11. I may refer to some other sections of the Act. Section 7-B of the Act is a deeming provision in cases of persons in occupation of land on the basis of a registered deed 'purporting to be lease deed'. Section 10 (b) of the Act states that certain persons in certain areas of the State holding land under a transaction 'described in the document' evidencing it as Otti, bhogya, nattotti, arwar, etc. will be deemed to be tenants if the other conditions laid down therein are satisfied. Section 11 states that where in a document a person is described as sambalapattamdar, sambalachittudar or coolipattamdar he shall be presumed to be the tenant for the purpose of the Act if the other conditions are satisfied. Whenever the legislature wanted the operation of a particular provision to be restricted to documents bearing a particular name or style, it has taken care to stale so. So it can be legitimately inferred that whenever the legislature did not want such a restricted approach to be made in regard to any section, it has refrained from using phrases and clauses indicative of such a restricted approach.
12. The legislature has refrained from using words indicative of such a restrictive approach in Sections 84, 84 (1-A) and the Expln. to Section 85(1). While Section 84 refers to certain types of transfers or transfers by way of gift as by way of partition, and the expln. to Section 85 (1) also refers to transfer by way of partition, etc., Section 84 (1-A) refers to transfers by means of gift. There is nothing in these provisions to indicate that the legislature wanted the provision to be applicable only if the documents are styled in a particular way. That is because the legislature wanted the real intent and nature of the transaction and net the apparent tenor of the transaction to be looked into. Therefore we are entitled to look behind the nomenclature of the transaction and the apparent tenor of the document in order to find out whether the document in question is in reality a gift deed. This approach has been approved by this Court in regard to a sale deed in the decision in Thomman v. Taluk Land Board, Mukundapuram (1976 Ker LT 840) and C. R. P 2200/1977 and in regard to a partition deed in C. R. P. Nos. 2407/80 and 262/79.

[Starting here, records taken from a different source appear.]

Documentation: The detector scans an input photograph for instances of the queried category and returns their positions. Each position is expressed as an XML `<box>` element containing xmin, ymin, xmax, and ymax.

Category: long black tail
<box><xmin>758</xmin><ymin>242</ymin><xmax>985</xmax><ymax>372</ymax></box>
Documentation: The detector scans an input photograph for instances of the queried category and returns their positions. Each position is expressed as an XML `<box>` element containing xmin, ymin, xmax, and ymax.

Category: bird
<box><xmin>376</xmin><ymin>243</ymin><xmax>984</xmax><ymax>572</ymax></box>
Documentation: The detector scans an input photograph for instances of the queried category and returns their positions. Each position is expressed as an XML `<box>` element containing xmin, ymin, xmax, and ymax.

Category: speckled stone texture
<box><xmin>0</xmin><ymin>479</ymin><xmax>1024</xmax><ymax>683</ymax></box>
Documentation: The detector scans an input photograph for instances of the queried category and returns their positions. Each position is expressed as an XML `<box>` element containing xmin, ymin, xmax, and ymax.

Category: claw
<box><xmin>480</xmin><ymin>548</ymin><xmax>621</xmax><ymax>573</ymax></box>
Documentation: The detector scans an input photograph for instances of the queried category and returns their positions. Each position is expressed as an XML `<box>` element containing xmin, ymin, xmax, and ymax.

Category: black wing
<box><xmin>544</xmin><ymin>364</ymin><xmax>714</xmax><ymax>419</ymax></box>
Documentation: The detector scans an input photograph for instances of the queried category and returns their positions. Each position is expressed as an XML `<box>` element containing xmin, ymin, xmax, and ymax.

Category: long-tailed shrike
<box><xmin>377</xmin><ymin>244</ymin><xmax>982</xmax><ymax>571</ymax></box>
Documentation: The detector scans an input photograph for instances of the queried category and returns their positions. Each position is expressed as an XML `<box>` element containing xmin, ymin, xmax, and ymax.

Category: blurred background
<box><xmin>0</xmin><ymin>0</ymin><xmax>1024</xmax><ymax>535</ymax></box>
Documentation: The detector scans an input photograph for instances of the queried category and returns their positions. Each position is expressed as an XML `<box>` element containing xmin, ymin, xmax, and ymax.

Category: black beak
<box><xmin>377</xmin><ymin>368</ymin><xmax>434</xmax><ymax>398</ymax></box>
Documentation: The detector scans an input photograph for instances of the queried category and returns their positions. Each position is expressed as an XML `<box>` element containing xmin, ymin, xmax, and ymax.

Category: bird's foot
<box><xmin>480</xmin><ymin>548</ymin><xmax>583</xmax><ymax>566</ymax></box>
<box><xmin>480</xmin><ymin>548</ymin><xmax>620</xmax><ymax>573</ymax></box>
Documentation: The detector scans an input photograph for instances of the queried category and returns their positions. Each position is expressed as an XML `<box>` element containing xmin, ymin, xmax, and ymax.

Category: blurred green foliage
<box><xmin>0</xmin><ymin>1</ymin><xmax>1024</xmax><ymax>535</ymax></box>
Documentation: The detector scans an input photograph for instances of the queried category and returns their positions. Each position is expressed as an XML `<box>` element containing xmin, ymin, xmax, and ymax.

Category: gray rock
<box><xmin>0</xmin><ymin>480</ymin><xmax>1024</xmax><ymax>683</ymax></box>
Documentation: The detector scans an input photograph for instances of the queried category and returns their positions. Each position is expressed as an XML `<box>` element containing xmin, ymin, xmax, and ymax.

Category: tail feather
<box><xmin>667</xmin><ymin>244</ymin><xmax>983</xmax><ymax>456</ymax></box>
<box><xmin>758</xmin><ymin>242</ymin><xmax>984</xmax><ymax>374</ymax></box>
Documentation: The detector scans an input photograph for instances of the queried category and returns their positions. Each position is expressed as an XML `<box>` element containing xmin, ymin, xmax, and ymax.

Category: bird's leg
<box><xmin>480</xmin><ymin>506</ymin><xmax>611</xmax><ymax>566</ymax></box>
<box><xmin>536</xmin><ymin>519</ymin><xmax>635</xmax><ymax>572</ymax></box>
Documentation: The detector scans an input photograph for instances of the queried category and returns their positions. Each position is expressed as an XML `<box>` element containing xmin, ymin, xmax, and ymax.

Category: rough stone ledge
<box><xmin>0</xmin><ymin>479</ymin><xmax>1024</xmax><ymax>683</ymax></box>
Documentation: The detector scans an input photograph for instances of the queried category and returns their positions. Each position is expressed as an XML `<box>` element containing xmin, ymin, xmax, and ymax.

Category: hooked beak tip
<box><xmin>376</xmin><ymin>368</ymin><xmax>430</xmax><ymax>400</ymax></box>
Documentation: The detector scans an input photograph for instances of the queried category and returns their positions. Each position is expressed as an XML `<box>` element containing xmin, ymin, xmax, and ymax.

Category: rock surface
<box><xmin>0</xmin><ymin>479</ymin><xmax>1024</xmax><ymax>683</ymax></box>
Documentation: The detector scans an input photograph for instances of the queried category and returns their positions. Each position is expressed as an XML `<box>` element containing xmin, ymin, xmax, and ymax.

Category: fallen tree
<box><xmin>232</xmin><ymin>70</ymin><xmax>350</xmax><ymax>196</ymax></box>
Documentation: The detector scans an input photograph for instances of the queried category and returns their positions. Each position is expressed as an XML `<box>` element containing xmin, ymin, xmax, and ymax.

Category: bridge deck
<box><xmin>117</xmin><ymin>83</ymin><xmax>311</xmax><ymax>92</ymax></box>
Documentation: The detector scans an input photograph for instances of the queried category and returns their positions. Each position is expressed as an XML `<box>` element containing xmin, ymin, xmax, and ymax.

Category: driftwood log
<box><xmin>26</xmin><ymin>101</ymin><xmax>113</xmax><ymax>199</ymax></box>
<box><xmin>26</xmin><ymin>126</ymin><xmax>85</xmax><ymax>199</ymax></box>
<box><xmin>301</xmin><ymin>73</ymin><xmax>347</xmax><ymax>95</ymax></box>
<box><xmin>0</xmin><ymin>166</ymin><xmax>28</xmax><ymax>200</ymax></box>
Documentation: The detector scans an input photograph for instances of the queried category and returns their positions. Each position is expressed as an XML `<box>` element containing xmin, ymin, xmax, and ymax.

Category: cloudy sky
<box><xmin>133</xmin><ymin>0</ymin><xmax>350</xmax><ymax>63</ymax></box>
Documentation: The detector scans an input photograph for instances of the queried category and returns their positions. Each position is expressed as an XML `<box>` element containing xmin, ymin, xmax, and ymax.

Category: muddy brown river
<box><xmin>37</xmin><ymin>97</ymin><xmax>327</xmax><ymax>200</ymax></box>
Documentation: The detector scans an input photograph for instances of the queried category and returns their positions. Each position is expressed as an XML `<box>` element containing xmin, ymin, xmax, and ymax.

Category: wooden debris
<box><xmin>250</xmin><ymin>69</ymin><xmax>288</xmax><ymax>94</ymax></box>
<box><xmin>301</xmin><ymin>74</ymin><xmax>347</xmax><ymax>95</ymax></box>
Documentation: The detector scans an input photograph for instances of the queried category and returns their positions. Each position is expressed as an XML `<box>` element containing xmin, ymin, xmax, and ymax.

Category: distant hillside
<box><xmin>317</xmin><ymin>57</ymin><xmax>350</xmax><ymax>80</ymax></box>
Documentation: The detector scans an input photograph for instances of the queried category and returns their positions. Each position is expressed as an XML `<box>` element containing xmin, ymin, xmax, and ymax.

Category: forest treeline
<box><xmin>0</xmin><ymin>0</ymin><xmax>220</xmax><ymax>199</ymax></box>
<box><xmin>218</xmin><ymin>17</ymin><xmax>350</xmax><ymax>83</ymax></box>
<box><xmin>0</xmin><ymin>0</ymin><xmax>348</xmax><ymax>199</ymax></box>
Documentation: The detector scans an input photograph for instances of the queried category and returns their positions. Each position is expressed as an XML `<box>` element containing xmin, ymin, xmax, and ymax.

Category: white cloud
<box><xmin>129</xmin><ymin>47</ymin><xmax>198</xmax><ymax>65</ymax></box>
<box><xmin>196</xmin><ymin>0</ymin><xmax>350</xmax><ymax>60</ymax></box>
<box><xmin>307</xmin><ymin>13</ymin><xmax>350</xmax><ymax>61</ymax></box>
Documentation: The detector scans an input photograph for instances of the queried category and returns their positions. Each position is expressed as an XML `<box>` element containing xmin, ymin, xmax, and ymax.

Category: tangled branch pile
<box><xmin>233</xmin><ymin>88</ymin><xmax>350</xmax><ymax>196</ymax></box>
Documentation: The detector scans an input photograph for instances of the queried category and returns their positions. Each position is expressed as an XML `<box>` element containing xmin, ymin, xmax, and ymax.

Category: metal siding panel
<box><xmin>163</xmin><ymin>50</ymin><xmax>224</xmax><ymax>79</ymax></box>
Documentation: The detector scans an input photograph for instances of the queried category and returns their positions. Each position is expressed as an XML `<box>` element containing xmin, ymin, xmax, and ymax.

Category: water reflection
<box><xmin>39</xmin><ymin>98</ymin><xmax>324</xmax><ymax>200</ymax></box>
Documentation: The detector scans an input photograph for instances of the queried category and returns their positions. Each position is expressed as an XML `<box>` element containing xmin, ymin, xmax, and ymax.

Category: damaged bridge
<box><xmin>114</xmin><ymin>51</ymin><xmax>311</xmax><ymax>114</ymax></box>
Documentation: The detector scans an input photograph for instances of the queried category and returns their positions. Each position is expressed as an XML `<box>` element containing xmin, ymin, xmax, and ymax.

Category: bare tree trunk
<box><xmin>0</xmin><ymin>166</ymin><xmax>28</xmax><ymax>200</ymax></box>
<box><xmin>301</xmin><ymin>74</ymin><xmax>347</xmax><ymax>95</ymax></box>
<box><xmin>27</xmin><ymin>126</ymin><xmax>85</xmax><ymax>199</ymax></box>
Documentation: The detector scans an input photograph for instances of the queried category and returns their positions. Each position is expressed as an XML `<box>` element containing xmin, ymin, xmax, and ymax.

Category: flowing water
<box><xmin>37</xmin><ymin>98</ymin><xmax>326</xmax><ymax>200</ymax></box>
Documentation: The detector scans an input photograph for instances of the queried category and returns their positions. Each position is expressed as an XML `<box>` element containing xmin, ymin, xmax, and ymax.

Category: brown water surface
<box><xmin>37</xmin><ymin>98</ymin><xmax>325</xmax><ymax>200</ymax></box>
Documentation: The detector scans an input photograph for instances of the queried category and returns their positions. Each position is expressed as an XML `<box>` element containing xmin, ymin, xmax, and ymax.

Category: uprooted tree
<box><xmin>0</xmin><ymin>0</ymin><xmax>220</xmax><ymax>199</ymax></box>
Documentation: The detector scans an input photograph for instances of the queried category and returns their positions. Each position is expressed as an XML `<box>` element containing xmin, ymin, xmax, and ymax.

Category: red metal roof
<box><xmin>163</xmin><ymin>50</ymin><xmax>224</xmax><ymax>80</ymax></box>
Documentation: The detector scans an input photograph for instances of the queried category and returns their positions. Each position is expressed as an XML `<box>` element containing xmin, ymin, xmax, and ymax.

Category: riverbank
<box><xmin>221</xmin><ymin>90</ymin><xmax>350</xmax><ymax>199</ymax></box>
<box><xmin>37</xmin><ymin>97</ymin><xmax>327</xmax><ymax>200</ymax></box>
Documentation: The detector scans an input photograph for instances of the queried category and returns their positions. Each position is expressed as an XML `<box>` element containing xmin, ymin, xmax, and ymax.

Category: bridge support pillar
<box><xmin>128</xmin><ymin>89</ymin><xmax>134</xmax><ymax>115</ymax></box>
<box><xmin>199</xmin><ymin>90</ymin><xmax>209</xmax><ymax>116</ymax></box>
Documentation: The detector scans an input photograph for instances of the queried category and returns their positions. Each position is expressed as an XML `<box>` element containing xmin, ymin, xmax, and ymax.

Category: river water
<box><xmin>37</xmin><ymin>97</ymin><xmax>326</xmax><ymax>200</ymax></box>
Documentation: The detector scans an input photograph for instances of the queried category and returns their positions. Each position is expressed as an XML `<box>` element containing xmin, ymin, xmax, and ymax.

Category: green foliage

13. The Taluk Land Board was therefore in error in holding that merely because the document in this case is styled as partition deed and not as gift deed, Section 84 (IA) of the Act is not attracted. The document is in effect a gift deed. The Taluk Land Board did not consider if the other conditions requisite in Section 84 (IA) arc satisfied in the instant case and for that limited purpose the case has to go back.
In the result, the impugned order is set aside. The case is remitted back to the Taluk Land Board for fresh disposal in accordance with law and in the light of the observations made above. This revision petition is allowed, but without costs.